The curriculum deliberately excludes high‑level frameworks like TensorFlow and JAX to force students to implement backpropagation, optimizers, and layer logic by hand. Introducing these libraries too early would create the black‑box effect that the standard‑library‑first policy is designed to eliminate.

### Can I add a missing utility library to a lesson if it is not in the allowlist?

No. Any import outside the list is rejected by the CI pipeline running [`scripts/audit_lessons.py`](https://github.com/rohitg00/ai-engineering-from-scratch/blob/main/scripts/audit_lessons.py). If a lesson truly requires external functionality, the maintainer must update the **Dependency Allowlist** in [`AGENTS.md`](https://github.com/rohitg00/ai-engineering-from-scratch/blob/main/AGENTS.md) and provide the justification “stays std‑lib‑first for educational clarity.”

### How does restricting packages improve AI safety and alignment?

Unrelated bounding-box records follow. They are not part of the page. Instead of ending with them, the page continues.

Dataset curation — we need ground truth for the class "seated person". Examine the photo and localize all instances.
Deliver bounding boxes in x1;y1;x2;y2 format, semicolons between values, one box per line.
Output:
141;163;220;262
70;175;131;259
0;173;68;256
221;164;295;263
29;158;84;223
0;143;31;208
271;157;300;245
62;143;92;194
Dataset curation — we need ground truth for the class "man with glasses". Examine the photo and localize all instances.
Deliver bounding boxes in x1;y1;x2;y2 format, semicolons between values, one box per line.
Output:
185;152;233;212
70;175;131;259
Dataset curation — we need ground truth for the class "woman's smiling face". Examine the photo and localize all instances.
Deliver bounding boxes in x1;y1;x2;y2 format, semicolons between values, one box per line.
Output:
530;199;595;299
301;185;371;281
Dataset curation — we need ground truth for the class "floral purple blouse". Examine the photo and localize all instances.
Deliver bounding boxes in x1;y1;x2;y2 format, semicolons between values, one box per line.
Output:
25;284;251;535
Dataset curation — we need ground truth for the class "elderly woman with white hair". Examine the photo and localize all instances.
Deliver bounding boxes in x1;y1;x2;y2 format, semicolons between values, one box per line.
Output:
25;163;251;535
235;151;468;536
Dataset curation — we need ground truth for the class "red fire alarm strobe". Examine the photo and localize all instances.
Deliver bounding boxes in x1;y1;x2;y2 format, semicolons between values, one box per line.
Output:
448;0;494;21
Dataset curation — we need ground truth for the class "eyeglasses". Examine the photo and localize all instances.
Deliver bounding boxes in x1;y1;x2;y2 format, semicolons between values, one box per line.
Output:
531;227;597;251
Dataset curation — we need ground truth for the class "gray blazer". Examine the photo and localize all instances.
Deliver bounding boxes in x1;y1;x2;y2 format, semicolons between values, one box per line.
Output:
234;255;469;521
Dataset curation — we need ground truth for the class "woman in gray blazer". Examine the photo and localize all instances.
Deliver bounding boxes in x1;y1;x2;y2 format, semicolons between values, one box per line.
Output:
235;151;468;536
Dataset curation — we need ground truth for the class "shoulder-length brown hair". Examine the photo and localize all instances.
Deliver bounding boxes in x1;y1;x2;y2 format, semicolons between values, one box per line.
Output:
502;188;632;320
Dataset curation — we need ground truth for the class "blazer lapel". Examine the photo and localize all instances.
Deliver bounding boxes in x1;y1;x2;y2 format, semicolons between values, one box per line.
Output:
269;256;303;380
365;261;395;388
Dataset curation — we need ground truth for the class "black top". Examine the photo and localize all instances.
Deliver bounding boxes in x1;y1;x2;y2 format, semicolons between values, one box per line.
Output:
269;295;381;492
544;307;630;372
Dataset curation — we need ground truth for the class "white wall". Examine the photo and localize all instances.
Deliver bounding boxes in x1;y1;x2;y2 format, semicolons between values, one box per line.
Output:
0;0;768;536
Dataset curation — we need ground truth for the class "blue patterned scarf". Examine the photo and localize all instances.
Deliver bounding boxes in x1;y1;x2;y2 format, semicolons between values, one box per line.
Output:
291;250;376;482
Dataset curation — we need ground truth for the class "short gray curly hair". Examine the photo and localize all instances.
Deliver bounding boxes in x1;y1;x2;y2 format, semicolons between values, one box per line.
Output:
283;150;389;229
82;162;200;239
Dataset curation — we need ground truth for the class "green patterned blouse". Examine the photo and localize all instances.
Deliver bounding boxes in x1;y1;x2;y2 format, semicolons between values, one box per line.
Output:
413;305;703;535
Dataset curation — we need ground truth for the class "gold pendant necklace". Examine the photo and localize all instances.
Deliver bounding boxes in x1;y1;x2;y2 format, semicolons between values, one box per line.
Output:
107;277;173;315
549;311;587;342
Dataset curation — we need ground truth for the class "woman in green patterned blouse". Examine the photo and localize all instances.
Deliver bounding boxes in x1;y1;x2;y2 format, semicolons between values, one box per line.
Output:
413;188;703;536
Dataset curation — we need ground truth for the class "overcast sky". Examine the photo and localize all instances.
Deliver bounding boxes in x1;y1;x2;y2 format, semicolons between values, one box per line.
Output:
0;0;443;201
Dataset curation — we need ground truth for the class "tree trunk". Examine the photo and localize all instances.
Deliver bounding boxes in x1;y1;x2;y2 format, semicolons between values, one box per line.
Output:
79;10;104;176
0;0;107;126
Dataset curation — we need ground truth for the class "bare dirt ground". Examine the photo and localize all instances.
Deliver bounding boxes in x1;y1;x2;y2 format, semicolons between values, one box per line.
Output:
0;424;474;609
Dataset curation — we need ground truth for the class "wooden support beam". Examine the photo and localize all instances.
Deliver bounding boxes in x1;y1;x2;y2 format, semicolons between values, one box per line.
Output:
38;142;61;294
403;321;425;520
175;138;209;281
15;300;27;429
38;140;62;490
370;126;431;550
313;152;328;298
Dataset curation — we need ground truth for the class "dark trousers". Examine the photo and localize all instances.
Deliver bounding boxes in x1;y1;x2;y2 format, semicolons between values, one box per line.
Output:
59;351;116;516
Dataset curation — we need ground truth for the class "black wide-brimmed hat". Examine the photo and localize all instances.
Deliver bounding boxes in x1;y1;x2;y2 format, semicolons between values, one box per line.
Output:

A smaller dependency graph reduces the attack surface for supply‑chain exploits and ensures that every library has a stable, audited API. This mirrors the curriculum’s *Ethics & Safety* phase, which teaches that reliable systems start with controlled, transparent dependencies.

### What is the exact difference between h5py and safetensors in the curriculum?

**h5py** is used for storing and loading large training datasets in HDF5 format, while **safetensors** is reserved for serializing and deserializing model weights. Separating data I/O from checkpoint I/O keeps the pipeline modular and avoids locking the curriculum into a single monolithic framework.